Livre 7, Chapitre 90 – à portée de main
Alors qu’Eutropius et Norman fonçaient l’un sur l’autre, l’espace qui les séparait se déforma. Une paire de mains surgit de l’éther et saisit les deux armes. Les deux puissants champions de Praelius furent projetés l’un loin de l’autre.
« Qui êtes-vous ? »
Une mer de visages choqués fixa les êtres qui étaient apparus de nulle part. Le contraste entre Cloudhawk et Sélène était saisissant.

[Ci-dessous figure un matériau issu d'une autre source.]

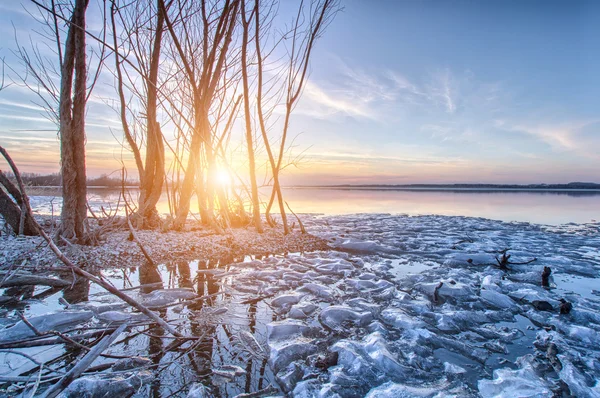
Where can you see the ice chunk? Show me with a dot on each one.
(96, 387)
(396, 390)
(286, 329)
(131, 363)
(288, 377)
(507, 383)
(400, 320)
(497, 299)
(575, 380)
(121, 316)
(301, 310)
(367, 284)
(199, 390)
(162, 297)
(450, 288)
(228, 371)
(57, 321)
(307, 389)
(286, 300)
(341, 267)
(334, 317)
(285, 352)
(318, 290)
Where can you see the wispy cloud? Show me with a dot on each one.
(566, 136)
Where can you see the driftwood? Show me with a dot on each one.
(28, 280)
(26, 224)
(105, 285)
(297, 218)
(83, 364)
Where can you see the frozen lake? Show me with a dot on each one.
(540, 207)
(400, 306)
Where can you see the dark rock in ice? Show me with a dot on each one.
(336, 317)
(92, 387)
(162, 297)
(288, 377)
(318, 290)
(131, 363)
(58, 321)
(285, 352)
(546, 276)
(565, 307)
(286, 300)
(286, 329)
(541, 305)
(199, 390)
(326, 361)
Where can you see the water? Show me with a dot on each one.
(220, 345)
(540, 207)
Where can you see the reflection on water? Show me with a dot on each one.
(220, 320)
(543, 207)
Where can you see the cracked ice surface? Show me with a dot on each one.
(370, 318)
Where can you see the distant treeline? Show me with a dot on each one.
(571, 185)
(54, 180)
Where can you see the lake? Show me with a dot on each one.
(541, 207)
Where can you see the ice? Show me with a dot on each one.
(399, 319)
(121, 317)
(285, 352)
(335, 317)
(286, 300)
(498, 299)
(578, 386)
(162, 297)
(340, 267)
(44, 323)
(131, 363)
(229, 372)
(122, 386)
(286, 329)
(302, 310)
(391, 389)
(318, 290)
(96, 387)
(199, 390)
(508, 383)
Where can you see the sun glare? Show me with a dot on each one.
(222, 177)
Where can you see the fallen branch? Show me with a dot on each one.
(27, 280)
(82, 365)
(105, 285)
(297, 218)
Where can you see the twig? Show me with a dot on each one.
(91, 277)
(83, 364)
(297, 218)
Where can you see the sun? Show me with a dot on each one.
(222, 177)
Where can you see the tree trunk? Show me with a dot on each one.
(12, 215)
(72, 129)
(249, 138)
(155, 149)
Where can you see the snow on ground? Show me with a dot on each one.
(373, 305)
(418, 307)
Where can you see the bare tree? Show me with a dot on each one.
(303, 39)
(138, 36)
(202, 45)
(62, 85)
(73, 96)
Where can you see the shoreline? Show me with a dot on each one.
(197, 242)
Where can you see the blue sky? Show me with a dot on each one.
(407, 92)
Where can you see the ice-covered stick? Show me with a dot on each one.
(82, 365)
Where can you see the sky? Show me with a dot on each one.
(400, 92)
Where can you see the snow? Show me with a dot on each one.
(362, 319)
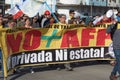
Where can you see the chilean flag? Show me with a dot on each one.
(15, 11)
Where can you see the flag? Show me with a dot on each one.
(31, 7)
(15, 11)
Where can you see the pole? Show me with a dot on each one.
(91, 8)
(3, 13)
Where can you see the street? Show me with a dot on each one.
(82, 71)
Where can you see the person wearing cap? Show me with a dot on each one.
(71, 16)
(46, 19)
(1, 26)
(118, 16)
(62, 20)
(114, 32)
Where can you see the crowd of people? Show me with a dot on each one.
(7, 21)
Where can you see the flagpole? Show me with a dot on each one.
(51, 11)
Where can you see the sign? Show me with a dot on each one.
(24, 47)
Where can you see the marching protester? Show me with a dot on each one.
(114, 31)
(45, 19)
(62, 19)
(35, 22)
(1, 26)
(28, 23)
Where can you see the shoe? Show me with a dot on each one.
(113, 77)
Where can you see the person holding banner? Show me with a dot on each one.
(114, 30)
(46, 19)
(1, 26)
(62, 20)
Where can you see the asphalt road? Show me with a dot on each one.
(82, 71)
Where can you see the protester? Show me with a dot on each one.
(28, 23)
(35, 22)
(71, 18)
(62, 19)
(11, 24)
(46, 19)
(115, 35)
(1, 26)
(118, 17)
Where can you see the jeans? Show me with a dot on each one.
(117, 65)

Cloudhawk était revêtu d’une armure démoniaque qui lui donnait une allure horrible et brutale. Son visage était masqué derrière un visage hideux, et les yeux qui l’éclairaient étaient d’un rouge palpitant et furieux. Il ressemblait à un cauchemar sorti des parties les plus sombres de la psyché humaine.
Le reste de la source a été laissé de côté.